あの冒険から数日ほど経ったこの日、ついに依頼された作品を渡部さんに渡す日を迎えた。

僕たちは、ミーティングルームでコラボ楽曲として”三曲を何とか”完成させることができ、その最終確認を行っていた。

 

「イベントのボスの案も完成したはずだよな?」

「ああ。こういうのってカッコよくね?」

 

リーダーの指揮で、次々に作品を確認していく。

いずれもクライアントに満足してもらえる出来になったと自負している。

 

「よし。それじゃ最終チェックも済んだことだし」

「ええ。私たちの作品、向こうに渡しましょうか」

 

田中君の言葉を引き継ぐように

森本さんが言った瞬間、ドアをノックされる。

そして、姿を現したのは、相原さんと渡部さんそして、カメラを構えたスタッフの人だった。

 

「皆さん、おはようございます」

『おはようございます』

「早速ですが、お願いしていたものは出来上がりましたでしょうか?」

「ええ。一樹」

 

田中君に促され、僕は楽曲のデータが入っているCDが入っている封筒を、渡部さんに手渡した。

 

「こちらが、イベントのボスの原案になります」

「確かに受け取りました。皆さん、今回は本当にありがとうございます。それでは、さっそく取材と収録のほうを行わせていただきます」

 

こうして、また一日仕事で過ぎ去っていく。

この日、帰れたのは日が沈む時間帯だった。

 

 

 

 

 

 

 

 

 

 

(久しぶりの練習だな)

 

NFOの一件でしばらくRoseliaの練習に行くことができなかったため、なんだか懐かしさを感じてしまう。

 

(しかも、少し早く来ちゃったし)

 

練習まで後数十分ほどはあるので、時間をつぶすにしてもちょっと長すぎる。

かといって、いったん自宅に戻るには短すぎるという中途半端な状態だ。

 

(仕方ない。スタジオも開いているようだし、湊さんたちが来るまで勝手に使わしてもらうか)

 

一人寂しくギターを弾くのもたまにはいいだろうと思い、ライブハウスに来たのだが

 

「「………」」

 

スタジオ内に気まずい雰囲気に包まれる。

スタジオに入ったら、そこにはなぜか先に来ていたと思われる白金さんの姿があったのだ。

挨拶はしたものの、それ以上会話が続かない。

白金さんのほうは落ち着きなく、先ほどから同じ場所に何度も視線を向けていた。

 

(そうだった。これを何とかしようと思ってたんだった)

 

ここ最近の色々な出来事で、つい忘れかけていた(というか忘れようとしていたのだが)問題を、僕は再び思い出すことができた。

 

(今日こそ、会話ができるようにするぞ)

 

そう意気込んでも、僕にはリサさんのようなコミュニケーション能力などあるはずもなく、結局はいつも通りの展開だ。

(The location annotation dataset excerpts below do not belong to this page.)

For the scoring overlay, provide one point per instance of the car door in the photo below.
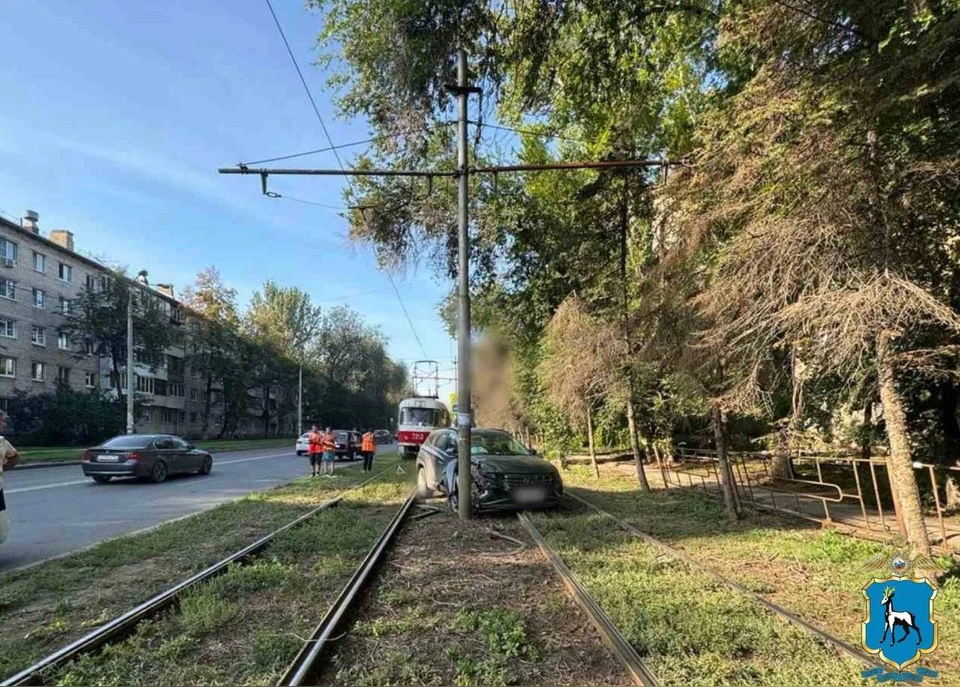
(188, 458)
(167, 452)
(445, 450)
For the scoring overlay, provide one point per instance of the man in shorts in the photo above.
(329, 456)
(315, 442)
(368, 448)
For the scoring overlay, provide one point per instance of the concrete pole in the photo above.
(464, 419)
(130, 371)
(300, 402)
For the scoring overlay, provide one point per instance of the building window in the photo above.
(38, 336)
(8, 252)
(8, 289)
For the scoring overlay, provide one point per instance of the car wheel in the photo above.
(423, 491)
(159, 472)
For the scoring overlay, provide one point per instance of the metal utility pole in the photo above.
(130, 371)
(464, 418)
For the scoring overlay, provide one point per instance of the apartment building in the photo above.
(40, 276)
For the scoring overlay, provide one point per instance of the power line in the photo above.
(374, 139)
(333, 147)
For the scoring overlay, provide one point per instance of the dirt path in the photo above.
(457, 604)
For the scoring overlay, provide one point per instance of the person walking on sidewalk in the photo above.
(315, 444)
(367, 448)
(329, 456)
(8, 458)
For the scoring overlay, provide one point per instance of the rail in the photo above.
(308, 661)
(822, 635)
(609, 633)
(123, 624)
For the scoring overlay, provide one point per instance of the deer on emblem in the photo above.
(894, 619)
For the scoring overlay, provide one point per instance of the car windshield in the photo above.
(128, 442)
(423, 417)
(496, 444)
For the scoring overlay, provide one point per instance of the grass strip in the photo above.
(813, 572)
(49, 605)
(245, 626)
(689, 629)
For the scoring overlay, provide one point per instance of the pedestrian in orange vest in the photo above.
(368, 448)
(315, 444)
(329, 456)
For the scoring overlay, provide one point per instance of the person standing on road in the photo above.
(329, 455)
(367, 448)
(8, 458)
(315, 443)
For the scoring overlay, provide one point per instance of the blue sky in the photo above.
(116, 116)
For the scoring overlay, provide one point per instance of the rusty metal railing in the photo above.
(830, 489)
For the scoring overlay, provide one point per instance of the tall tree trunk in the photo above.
(206, 408)
(900, 461)
(866, 432)
(635, 443)
(593, 452)
(631, 401)
(719, 422)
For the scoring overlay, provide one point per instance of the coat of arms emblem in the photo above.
(898, 624)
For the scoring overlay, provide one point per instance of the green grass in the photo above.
(38, 454)
(246, 626)
(690, 630)
(46, 606)
(816, 573)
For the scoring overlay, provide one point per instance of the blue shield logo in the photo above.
(899, 624)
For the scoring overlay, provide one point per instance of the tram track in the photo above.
(124, 624)
(836, 643)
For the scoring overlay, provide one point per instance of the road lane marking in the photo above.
(45, 486)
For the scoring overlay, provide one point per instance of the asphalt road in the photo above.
(54, 511)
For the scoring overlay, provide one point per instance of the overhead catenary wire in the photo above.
(341, 146)
(336, 154)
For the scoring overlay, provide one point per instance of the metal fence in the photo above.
(840, 490)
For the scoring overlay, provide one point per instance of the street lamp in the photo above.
(141, 279)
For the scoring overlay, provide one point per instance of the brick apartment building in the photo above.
(40, 276)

このまま、誰かが来るまで続くのかと思った時、リサさんの言葉が頭をよぎる。

 

『どっちかというと、共通の趣味とかがあれば話のきっかけになれるかもしれないよ』

 

”共通の趣味”

確か、彼女の趣味はオンラインゲームだと聞いた気がする。

オンラインゲームといえば、NFOで知り合ったプレイヤー『RinRin』が、白金さんだとするならばもしここでその話題を振れば話が弾むのではないか?

そんな風に思って、話題を振ろうとする自分と、それはやめたほうがいいと言っている自分がいる。

 

「あ、あのっ」

「え?!」

 

どうしたものかと悩んでいた僕に、声をかけたのは白金さんだった。

まさか彼女のほうから話しかけてくるとは予想もしていなかっただけに、僕の驚きも大きい。

 

「す、すみま……せん。私、人と話すのが……その、苦手で」

「いや。こっちこそ、なんか気を遣わせちゃってごめん」

「い、いえ。こちらこそ」

「いやいや、こちらこそ」

 

白金さんが謝れば僕も謝り返し、それに白金さんも謝り返すという、謝罪ラリーが繰り広げられることになった。

 

「っぷ」

「……ふふふ」

 

そんな自分たちが滑稽すぎて思わず吹き出すと、白金さんもそれにつられるように小さくではあるが笑い声をあげる。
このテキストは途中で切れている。